The International Whaling Commission (IWC) had its annual meeting last week. There were some victories for whales, some defeats and several countries very upset with how the commission ruled on their individual cases. Once more, a few countries were looking to expand the quotas of whales they are allowed to hunt each year or get those quotas renewed for another period. The main offenders, of course, were Japan and Denmark.
Japan wanted permission to start whaling activities off of their coast in a more official manner than the current means of hunting whales for food under the guise of scientific research. This proposal was denied and Japan responded by threatening to drop out of the organization altogether.
The story with Denmark was quite similar. Despite the fact that it has already been determined that they have a high enough quota to fulfill their native population’s traditional whaling needs in Greenland and the rather unsavory revelation that much of that quota was ending up in restaurants and grocery stores illegally, they still requested more.
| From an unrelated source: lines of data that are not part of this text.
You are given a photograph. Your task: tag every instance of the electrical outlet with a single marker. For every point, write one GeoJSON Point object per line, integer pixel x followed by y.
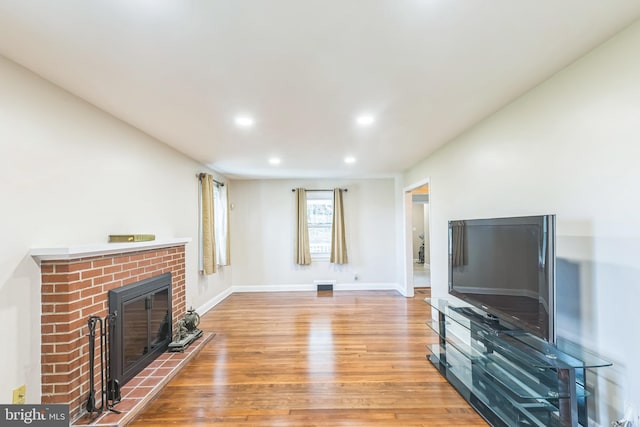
{"type": "Point", "coordinates": [20, 395]}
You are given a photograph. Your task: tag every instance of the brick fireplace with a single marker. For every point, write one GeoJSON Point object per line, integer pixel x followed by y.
{"type": "Point", "coordinates": [75, 285]}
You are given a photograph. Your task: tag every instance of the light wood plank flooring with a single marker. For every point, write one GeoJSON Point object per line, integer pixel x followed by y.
{"type": "Point", "coordinates": [347, 358]}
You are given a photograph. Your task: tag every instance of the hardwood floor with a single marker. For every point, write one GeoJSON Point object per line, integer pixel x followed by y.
{"type": "Point", "coordinates": [347, 358]}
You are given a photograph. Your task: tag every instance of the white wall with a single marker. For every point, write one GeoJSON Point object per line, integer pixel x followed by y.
{"type": "Point", "coordinates": [262, 227]}
{"type": "Point", "coordinates": [71, 175]}
{"type": "Point", "coordinates": [569, 147]}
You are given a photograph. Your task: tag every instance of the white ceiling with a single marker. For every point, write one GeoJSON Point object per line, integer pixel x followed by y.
{"type": "Point", "coordinates": [180, 70]}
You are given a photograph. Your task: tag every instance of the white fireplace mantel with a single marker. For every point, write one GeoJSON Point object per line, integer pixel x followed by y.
{"type": "Point", "coordinates": [76, 252]}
They were denied, of course, and their representative followed suit with Japan in threatening to drop out of the IWC.
On the other side of the coin, Monaco was actually pushing for increased protections. Unfortunately, they were unable to gather enough popular support and so their proposal failed. They were about as pleased with the result as Japan and Denmark and threatened to take the matter to the United Nations. Alaska, Russia and the Caribbean had an easier time of it and got their rather small quotas renewed for another six years.
One of the biggest sources of tension at the meeting, that of South Korea’s request for their own “scientific research” quotas, proved to be easier than the others. As it turns out, South Korea has opted to drop their whaling plans and no judgment was needed. The end result was mostly success for the IWC, and even if no progress toward further protections was made, at least no steps backward were taken.